The Keeper
Page 47
They were the last words he spoke, although he may have said ‘please’ a little later. By then the blood bubbling up into his mouth made it just a gargle.
With a smooth, swift, practised hand I grabbed an iron statue of a naked Indian he kept on his side table and I used it to smash his skull, not hitting him hard enough to kill him straight away, merely to render him semi-conscious and virtually paralysed. He had been on his knees when I hit him, which was good – less distance to fall meant less noise when he hit the floor.
I watched him for a while, standing over him like the victor in a prizefight, watching his chest rise and fall with each painful, strained breath, the blood initially spurting from the wound in his head, then slowing to a steady flow as his heart grew too weak to pump it at the pressure his body required to stay alive. Every few seconds his right leg would twitch like a dying bird.
It wouldn’t have been as I had dreamed if he hadn’t been at least partly conscious when I went to him with an ice pick I found in his drinks cabinet. I needed him to be alive as I cut him. I needed to see him try to stop me each time I pushed the ice pick into his dying body: not stabbing frenziedly, but placing it deliberately against his pale skin before pushing the point through with a deliciously satisfying popping sound. Now and then he would reach up and pitifully try to defend himself from the torture. I told him not to be a naughty boy and continued with my work. It was a shame his brain haemorrhaging had caused his eyes to turn red, as I had wanted to contrast his blue eyes against the pale bloodied skin. Next time I’d do better.

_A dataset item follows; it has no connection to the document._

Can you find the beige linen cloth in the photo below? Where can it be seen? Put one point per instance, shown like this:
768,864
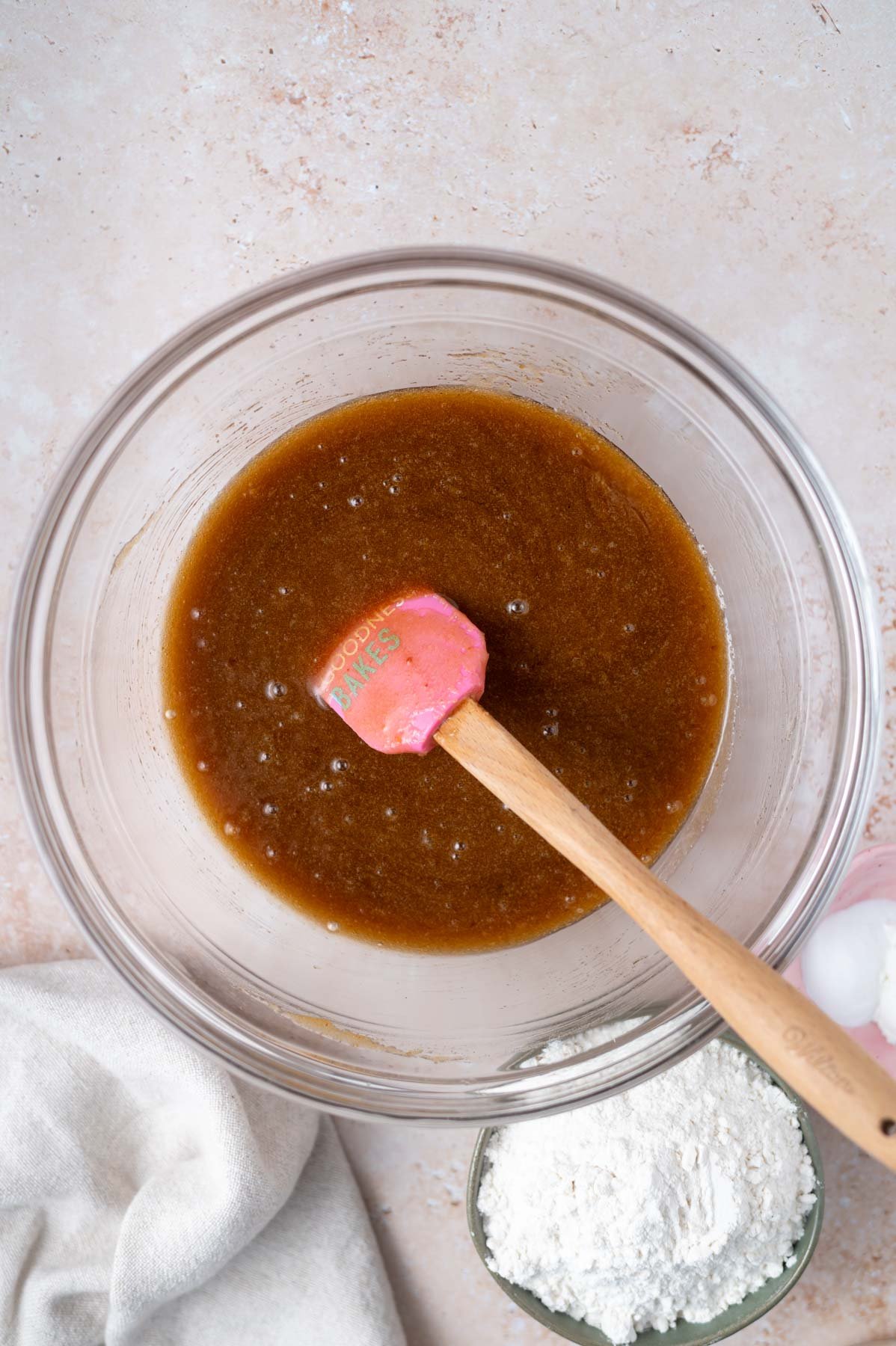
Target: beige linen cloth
148,1197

His perforated body almost began to disgust me, to make me want to flee from the scene, but I couldn’t stop yet. Not until all was as close as it could be to how I had seen it in my mind the first time I knew I would be visiting him. I would continue with my work, despite the foul stench emanating from the holes in his stomach and intestines, the urine and excreta that were now leaking from his transformed body.
He held on for forty minutes, his eyes flickering slightly open for a few minutes at a time. When they were open I did my work, stopping whenever he passed out, unable to bear the pain or grasp his situation. I had to punch him in the face every so often to stop him calling out. Not that he could have realistically raised more than a whimper. Still, I had to be sure.
When he finally died, a slow, quiet hiss of air escaping from his lips and the breaches in his chest wall told me that my fun had come to an end. I put on a clean pair of surgical gloves and took the three hundred pounds cash I had given him earlier from his trouser pocket. I really didn’t want to leave that behind. I carefully and quietly broke apart some furniture and generally arranged the room as if a violent struggle had occurred. Next I used the syringe I’d brought to draw blood from his mouth and sprayed it about the room: on the walls, over the furniture, the carpet, making spray patterns to suggest a violent struggle had taken place. Then I moved to the corner of the room I had left clean. I removed my clothes and put them inside a plastic bag and put that bag inside another plastic bag and repeated this twice more. I ensured each plastic bag was tied securely and finally put them in my rucksack. I put new plastic bags on my feet, not wanting to take the chance that I might step on a spot of blood – that sort of evidence can be difficult to explain. I put on another clean pair of rubber surgical gloves and left the living room. I would burn the lot in my garden the following evening, the safest way to dispose of such incriminating items. To burn them in a public place risked attracting attention, while burial would leave them at the mercy of inquisitive animals.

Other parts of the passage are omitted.